__STYLES__
This dataset contains information about healthcare admissions for a hospital in India. Columns include age, gender, location, type of admission, duration of stay, and other health issues such as drinking and smoking. With this information there are many insights to be discovered and questions we can answer to understand more about the patients. (View the code here)
To begin, I imported pandas and read the csv file to get a look at the data. There was inconsistent formatting in the date column so I wrote a function to parse the dates. I did this so later on I can graph the number of admissions per month over time. Then, I cleaned the data by dropping the old date column in addition to renaming and lowercasing other columns.
With 2 years of data from April 2017 to March 2019, there were 15,757 patients admitted to the hospital. I wanted to look at the number of admissions per month over time. Using matplotlib, I plotted the line graph; the graph showed no clear trend but had peaks in November 2017 and March/December 2018. I used the describe function and saw that the average monthly admissions was 627 patients. In the lowest month it was 482 and the highest was 736. With a boxplot I noticed the Interquartile Range (the middle 50% of the data) was around 600-680 patients.
Moving on, the first question I wanted to answer was about the age demographic. The average age of all the patients was 61.43 years old. Grouping by gender I discovered that it didn’t change much: males were on average 61.72 years old and females were slightly younger at 61.25 years old. I also observed that the youngest patient admitted to this hospital was 4 years old while the oldest was 110 years old.
Next, I wanted to see if there was a difference in the number of admissions based on location. Patients at this hospital either came from rural or urban places. Overall, there were 8,397 more urban patients than rural. This suggests people there are more external factors that can cause harm or spread illness which makes sense. In urban areas there are more people that can be sick and spread it to others, more traffic that can cause accidents, more opportunities for violence/crime, etc. However, looking at the proportion of emergency patients by location it is quite similar. 67.69% of rural patients went to the hospital for an emergency. For urban patients the number is 69.83%. How I interpret this is that emergencies occur at similar rates regardless of location.
Using the duration of stay column, I discovered that emergency patients stayed at the hospital for 7 days on average. For outpatients, they stayed an average of 5.09 days; logically it makes sense that patients with more serious injuries would stay for longer. With information on alcohol use and smoking, I wanted to see if they were correlated which ended up being true. 0.29% of female patients smoke and 0.31% of them drink. 7.77% of male patients smoke and 10.04% of them drink. Males overall smoke and drink more than females but for both genders, these two activities go hand in hand.
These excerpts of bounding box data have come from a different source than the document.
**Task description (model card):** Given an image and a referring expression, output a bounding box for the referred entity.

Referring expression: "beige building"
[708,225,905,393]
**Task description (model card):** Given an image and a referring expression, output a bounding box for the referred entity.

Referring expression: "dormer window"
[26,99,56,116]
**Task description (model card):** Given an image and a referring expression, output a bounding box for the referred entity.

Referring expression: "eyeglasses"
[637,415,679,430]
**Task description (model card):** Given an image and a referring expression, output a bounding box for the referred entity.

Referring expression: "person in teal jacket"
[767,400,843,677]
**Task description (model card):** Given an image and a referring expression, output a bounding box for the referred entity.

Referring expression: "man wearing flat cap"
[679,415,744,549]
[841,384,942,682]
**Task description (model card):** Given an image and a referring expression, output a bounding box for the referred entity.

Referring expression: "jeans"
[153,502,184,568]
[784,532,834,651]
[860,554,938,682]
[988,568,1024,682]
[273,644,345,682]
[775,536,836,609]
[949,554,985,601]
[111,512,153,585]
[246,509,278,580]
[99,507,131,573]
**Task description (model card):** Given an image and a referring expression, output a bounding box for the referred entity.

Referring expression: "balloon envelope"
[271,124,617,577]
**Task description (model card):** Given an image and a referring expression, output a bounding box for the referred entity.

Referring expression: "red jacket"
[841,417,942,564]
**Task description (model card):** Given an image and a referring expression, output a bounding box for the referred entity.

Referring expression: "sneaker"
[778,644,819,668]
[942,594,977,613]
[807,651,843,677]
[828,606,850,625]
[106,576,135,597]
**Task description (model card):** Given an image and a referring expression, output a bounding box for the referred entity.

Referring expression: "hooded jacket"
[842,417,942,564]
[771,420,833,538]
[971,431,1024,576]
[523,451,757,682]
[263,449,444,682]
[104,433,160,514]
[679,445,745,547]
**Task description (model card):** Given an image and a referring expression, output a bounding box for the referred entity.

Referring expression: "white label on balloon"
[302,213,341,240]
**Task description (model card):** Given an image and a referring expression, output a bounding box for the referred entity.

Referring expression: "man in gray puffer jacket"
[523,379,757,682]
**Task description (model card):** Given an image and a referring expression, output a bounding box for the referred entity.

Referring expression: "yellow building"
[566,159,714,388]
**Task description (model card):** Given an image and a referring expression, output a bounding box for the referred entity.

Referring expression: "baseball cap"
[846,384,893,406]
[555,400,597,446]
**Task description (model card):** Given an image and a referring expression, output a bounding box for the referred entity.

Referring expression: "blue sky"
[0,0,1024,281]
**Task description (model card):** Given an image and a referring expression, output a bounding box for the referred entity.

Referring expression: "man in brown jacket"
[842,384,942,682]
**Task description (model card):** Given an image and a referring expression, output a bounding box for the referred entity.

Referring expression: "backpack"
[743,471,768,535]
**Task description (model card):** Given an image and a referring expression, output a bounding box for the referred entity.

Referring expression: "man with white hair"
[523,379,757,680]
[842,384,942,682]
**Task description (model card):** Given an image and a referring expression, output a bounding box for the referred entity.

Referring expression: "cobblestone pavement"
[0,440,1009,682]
1,105 patients died during this 2 year period. In the first year (starting April 2017), 578 died and in the second year the number was 527. Breaking down the numbers for overall deaths, we see that 827 of these patients lived in urban areas and 278 lived in rural areas. Referencing the observation earlier that there were overall more urban patients admitted, it makes sense that more of them died than rural patients. On a gender level, there were more male deaths (702) than female deaths (403) which can be attributed to several factors such as risk aversion and higher testosterone in men leading to more dangerous behaviors.
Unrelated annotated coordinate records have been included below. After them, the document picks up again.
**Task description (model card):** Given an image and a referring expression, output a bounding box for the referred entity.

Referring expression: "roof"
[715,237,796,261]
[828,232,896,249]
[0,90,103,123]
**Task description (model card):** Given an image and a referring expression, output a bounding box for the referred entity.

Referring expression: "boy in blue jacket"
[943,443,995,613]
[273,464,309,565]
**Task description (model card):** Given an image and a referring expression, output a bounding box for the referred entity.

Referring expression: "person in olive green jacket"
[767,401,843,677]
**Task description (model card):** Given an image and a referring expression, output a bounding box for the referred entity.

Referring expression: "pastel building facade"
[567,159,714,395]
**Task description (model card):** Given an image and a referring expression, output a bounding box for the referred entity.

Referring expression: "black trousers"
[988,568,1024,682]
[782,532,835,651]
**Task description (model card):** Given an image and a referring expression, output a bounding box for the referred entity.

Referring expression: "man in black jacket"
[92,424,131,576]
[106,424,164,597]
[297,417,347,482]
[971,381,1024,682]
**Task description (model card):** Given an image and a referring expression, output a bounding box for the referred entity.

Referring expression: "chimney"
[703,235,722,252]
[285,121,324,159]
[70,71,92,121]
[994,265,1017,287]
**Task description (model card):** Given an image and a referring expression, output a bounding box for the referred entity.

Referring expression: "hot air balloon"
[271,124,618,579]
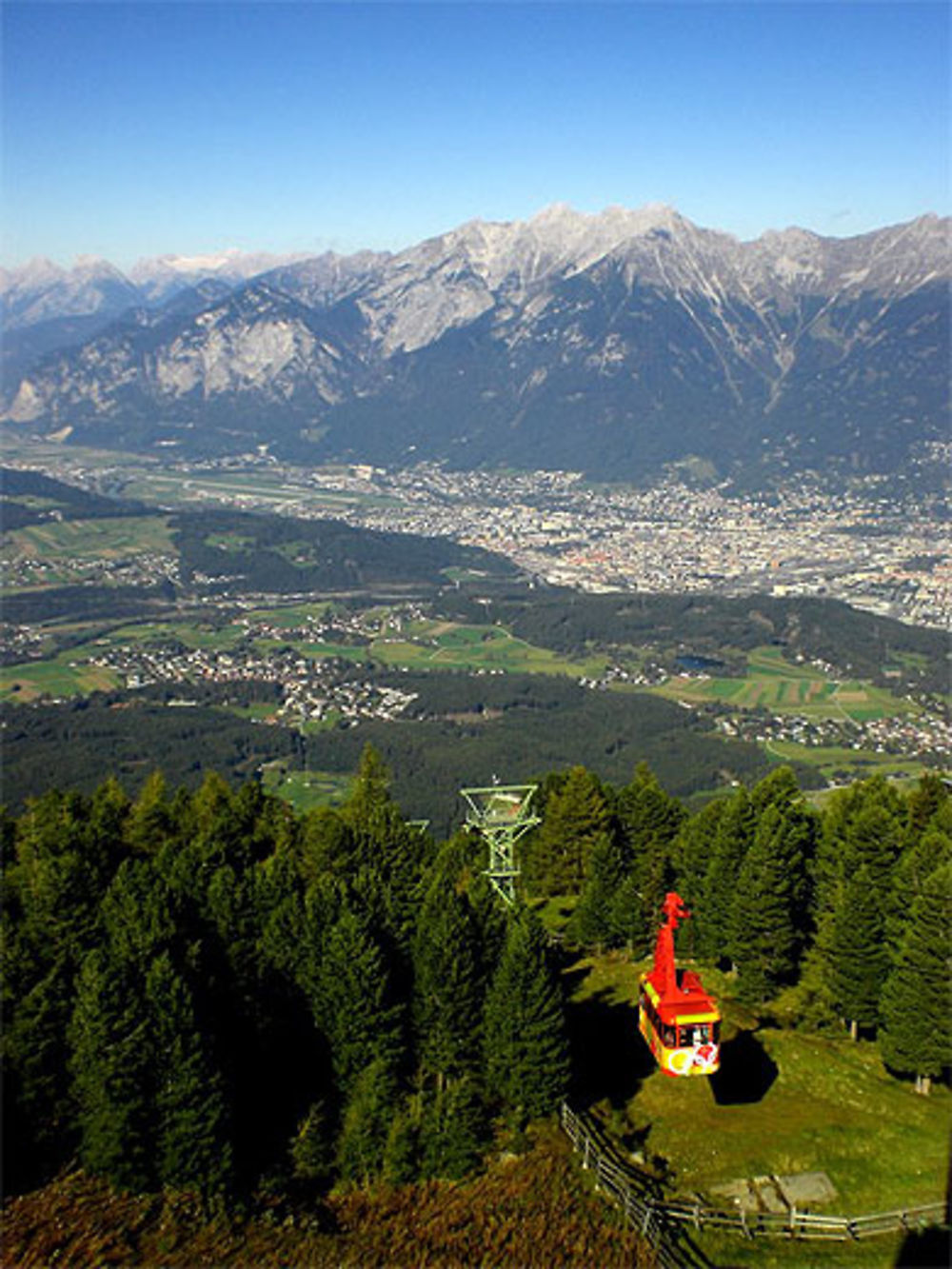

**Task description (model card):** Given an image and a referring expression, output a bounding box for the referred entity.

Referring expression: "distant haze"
[0,205,952,481]
[1,0,949,271]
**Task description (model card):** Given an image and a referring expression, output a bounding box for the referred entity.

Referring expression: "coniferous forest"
[3,746,952,1259]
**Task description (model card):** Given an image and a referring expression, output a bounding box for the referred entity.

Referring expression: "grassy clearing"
[0,651,119,704]
[654,647,918,722]
[372,622,606,676]
[764,740,926,779]
[0,515,175,564]
[262,762,353,813]
[568,954,952,1223]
Using SciPy to conduct a t-test on the data, I wanted to test whether there was a significant difference in the average stay between genders. The null hypothesis was that there is no significant difference in the average stay between males and females. The alternative hypothesis was that there is a significant difference.
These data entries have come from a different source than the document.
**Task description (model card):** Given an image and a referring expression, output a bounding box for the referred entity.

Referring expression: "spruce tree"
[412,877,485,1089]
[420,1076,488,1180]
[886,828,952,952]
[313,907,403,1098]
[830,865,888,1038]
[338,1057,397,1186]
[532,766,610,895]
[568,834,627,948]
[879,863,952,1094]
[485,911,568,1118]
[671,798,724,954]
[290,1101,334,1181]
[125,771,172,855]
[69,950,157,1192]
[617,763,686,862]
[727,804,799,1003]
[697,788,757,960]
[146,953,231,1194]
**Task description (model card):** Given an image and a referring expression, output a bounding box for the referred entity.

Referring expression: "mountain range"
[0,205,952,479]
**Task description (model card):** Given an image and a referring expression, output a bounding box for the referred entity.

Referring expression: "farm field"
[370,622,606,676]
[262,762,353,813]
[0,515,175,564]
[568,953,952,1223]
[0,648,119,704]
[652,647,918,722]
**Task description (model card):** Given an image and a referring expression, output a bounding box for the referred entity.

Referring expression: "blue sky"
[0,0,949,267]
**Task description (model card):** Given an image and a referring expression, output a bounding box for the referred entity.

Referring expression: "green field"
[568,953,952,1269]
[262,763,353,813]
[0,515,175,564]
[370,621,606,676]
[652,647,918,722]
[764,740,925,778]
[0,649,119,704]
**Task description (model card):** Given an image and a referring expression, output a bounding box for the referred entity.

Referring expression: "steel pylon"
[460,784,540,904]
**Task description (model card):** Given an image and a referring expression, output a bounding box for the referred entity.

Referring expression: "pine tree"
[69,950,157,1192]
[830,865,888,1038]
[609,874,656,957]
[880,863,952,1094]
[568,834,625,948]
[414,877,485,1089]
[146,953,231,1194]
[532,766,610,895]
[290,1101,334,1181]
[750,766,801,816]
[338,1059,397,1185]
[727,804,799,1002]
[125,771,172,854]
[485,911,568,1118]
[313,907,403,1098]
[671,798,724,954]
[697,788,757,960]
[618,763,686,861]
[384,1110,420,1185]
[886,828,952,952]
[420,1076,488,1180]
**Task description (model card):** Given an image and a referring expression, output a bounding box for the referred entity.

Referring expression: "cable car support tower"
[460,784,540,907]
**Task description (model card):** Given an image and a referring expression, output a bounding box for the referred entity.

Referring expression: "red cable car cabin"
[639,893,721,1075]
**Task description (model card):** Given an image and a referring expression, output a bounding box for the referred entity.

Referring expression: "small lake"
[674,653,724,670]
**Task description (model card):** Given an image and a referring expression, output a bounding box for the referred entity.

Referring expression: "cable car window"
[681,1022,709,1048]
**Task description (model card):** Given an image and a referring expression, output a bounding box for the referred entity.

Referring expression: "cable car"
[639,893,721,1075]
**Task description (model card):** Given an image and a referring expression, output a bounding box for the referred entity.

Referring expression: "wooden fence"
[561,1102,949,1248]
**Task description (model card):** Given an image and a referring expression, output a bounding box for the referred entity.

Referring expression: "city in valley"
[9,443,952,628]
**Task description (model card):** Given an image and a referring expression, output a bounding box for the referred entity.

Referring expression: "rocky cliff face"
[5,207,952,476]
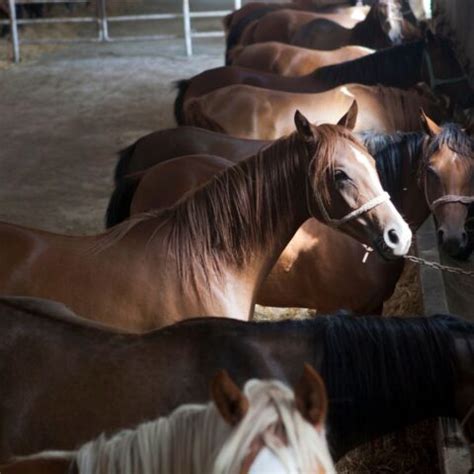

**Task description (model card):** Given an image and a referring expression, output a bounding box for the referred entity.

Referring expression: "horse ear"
[295,110,316,143]
[295,364,328,429]
[337,100,359,130]
[420,108,441,137]
[211,370,249,426]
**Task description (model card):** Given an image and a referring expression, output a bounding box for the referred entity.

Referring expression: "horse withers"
[0,103,412,332]
[0,365,336,474]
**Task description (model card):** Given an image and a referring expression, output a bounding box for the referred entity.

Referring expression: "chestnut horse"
[223,2,368,64]
[107,115,474,314]
[0,365,336,474]
[230,41,374,77]
[0,298,474,462]
[0,112,411,331]
[183,84,444,140]
[175,33,474,125]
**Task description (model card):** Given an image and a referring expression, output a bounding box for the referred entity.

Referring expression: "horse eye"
[334,170,349,181]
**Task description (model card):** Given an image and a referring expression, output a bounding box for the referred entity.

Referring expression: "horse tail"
[174,79,191,125]
[114,140,138,185]
[186,99,227,133]
[227,44,245,64]
[225,5,278,66]
[105,173,143,229]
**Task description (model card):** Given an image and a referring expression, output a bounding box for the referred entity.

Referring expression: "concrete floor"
[0,39,223,234]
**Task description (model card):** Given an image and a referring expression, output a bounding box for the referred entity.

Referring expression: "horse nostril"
[438,229,444,245]
[387,229,400,245]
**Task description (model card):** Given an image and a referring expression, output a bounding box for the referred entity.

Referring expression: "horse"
[0,298,474,462]
[174,32,474,125]
[0,105,412,331]
[290,1,422,50]
[183,84,445,140]
[223,2,366,64]
[230,41,374,77]
[107,114,474,314]
[0,365,336,474]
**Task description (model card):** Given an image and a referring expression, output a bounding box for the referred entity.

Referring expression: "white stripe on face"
[248,447,298,474]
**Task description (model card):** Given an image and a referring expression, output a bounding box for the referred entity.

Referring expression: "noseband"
[421,49,468,90]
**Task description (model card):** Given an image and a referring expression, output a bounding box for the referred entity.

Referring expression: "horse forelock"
[214,380,335,474]
[309,124,368,206]
[65,380,334,474]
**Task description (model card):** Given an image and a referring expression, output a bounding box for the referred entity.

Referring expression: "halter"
[313,186,390,228]
[421,49,468,90]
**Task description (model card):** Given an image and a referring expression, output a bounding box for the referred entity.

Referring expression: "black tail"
[174,79,191,125]
[114,140,138,186]
[225,5,281,66]
[105,173,143,229]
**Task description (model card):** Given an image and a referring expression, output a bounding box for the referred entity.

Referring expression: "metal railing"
[0,0,242,63]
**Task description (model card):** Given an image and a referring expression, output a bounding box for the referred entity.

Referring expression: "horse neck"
[310,41,424,88]
[321,316,456,458]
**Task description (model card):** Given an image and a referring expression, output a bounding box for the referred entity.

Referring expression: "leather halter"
[423,178,474,212]
[421,49,468,90]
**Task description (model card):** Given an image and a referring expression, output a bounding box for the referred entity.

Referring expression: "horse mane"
[311,40,425,87]
[358,131,426,202]
[96,124,362,284]
[66,380,335,474]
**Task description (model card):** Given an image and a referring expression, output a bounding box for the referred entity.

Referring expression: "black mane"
[312,40,425,88]
[321,315,474,456]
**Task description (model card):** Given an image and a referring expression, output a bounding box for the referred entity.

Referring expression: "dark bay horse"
[175,32,474,125]
[183,84,446,140]
[0,111,411,331]
[231,41,374,76]
[0,298,474,462]
[107,116,474,314]
[0,365,336,474]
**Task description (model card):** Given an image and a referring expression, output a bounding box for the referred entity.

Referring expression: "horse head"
[211,364,335,474]
[295,101,412,259]
[420,111,474,257]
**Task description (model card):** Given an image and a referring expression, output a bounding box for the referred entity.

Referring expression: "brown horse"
[0,365,336,474]
[230,41,374,77]
[183,84,443,140]
[290,0,422,50]
[223,2,367,64]
[107,116,474,314]
[0,298,474,462]
[0,110,411,331]
[175,33,474,119]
The assumptions for a t-test are normality and homogeneity of variances. I tested normality with the Shapiro-Wilk test and homogeneity of variances with Levene's test. Then I continued on with the t-test and the p-value was less than 0.05 so I rejected the null hypothesis and concluded that there was a significant difference in the average stay between males and females. I calculated this and it turns out females stay on average 4.8 hours longer than males.